At least 4,500 women from Ireland travel to England each year for an abortion. Photograph: Liz McBurney for the Guardian

At least 4,500 women from Ireland travel to England each year for an abortion. Photograph: Liz McBurney for the Guardian

Every year, thousands of women come from Ireland to England for abortions – illegal at home, and punishable in Northern Ireland by life imprisonment. These are their stories.
By 10.30am, 10 minutes before her first appointment, Catriona is already grey-faced with exhaustion and so tired that talking is a struggle; her words fall out on top of each other. She is six weeks pregnant and has travelled overnight by boat from a small town an hour outside Belfast to Liverpool for an abortion. She took the boat because it was cheaper than flying and because she had no passport, and didn’t have the money or the time to get one; but it has been a difficult journey and she hasn’t slept. Tonight, after the procedure, she will go back by boat, a second night sitting bolt upright, trying to sleep. This is her first trip to England.

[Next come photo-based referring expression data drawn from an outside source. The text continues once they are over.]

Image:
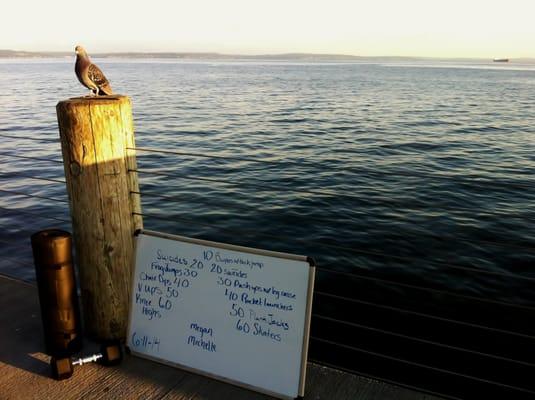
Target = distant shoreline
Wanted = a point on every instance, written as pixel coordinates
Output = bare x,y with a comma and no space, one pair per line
309,57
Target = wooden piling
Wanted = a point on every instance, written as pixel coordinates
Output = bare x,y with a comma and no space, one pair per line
97,138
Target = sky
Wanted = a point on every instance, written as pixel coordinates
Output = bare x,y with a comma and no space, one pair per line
426,28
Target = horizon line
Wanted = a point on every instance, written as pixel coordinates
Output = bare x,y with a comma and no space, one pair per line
28,53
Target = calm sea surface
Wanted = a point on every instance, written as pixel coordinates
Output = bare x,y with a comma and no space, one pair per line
420,174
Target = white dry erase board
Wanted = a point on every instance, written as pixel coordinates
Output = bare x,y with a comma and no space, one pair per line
236,314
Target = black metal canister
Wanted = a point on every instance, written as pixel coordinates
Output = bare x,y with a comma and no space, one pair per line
52,253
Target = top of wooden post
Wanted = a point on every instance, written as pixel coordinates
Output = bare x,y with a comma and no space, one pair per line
112,99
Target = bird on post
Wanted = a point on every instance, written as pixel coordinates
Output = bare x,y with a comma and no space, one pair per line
90,75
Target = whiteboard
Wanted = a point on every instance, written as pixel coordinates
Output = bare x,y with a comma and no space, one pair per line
237,314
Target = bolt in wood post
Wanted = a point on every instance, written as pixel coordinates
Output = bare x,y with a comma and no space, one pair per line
97,138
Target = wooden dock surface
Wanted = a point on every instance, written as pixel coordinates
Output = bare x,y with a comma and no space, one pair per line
25,372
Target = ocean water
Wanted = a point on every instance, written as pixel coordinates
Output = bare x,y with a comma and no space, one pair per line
413,182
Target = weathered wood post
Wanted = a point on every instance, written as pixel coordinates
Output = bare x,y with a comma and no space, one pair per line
97,138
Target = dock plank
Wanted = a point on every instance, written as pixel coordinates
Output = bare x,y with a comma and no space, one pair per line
25,373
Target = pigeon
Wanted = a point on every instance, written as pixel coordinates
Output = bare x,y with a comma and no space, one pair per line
90,75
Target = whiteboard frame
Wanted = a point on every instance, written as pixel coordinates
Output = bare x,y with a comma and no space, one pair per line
250,250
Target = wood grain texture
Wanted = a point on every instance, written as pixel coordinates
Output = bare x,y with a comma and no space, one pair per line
24,369
95,134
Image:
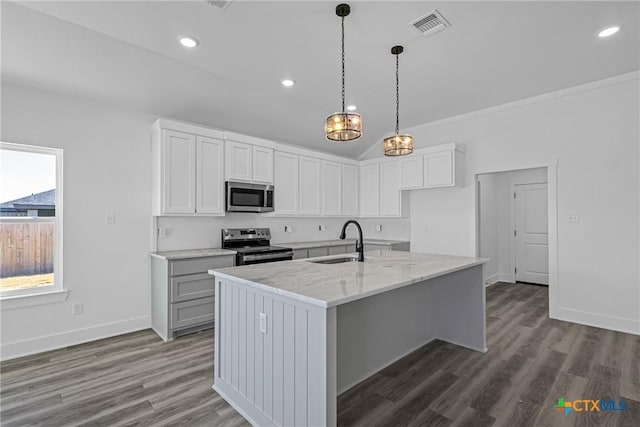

“A lot of bad things have happened to me in my life, but this has been the worst,” says the 28-year-old single mother who, like all the women I spoke to for this article, did not want to use her real name. It’s not the abortion itself that is troubling her; she has two sons already, and no desire to expand her family. It’s the difficulties involved in getting herself, at short notice, to England for a medical procedure considered a criminal offence punishable by life imprisonment in Northern Ireland. In total, the cost of the round trip and the abortion will come to about £570. Over the past three weeks, while saving for the journey, she has cut down on the food for the family and hasn’t bought oil to heat the house. “We’ve been going to my mum’s house, where there’s a fire; she’s been giving food to the boys.”
Catriona hadn’t realised abortion law in Northern Ireland was so restrictive. When she told her GP she didn’t want to keep the baby, the doctor said she couldn’t help her and that travelling to England was the only option; she gave her a piece of paper with a telephone number for the British Pregnancy Advisory Service, who booked her into the Liverpool clinic.
Northern Ireland’s abortion laws have added multiple layers of stress to an already difficult situation for Catriona – expense, secrecy, stigma and logistical difficulties. “I’m not feeling too well,” she says. “I don’t know if it’s tiredness or the travelling, the thinking what is going to happen, the wondering if it’s a good thing or a bad thing.” Her mother’s boyfriend has made the journey with her, to give her support, but no one else apart from her mother knows she is away. “You feel like it has to be a big secret. I didn’t tell the children. I haven’t told my friends… I think they would be sympathetic, but most of them are Catholic and think it’s a sin, so I never mentioned it. There’s so much negativity about it. They make it out to be so bad. You still know it is right for you, but in your head you are thinking, maybe it is bad.”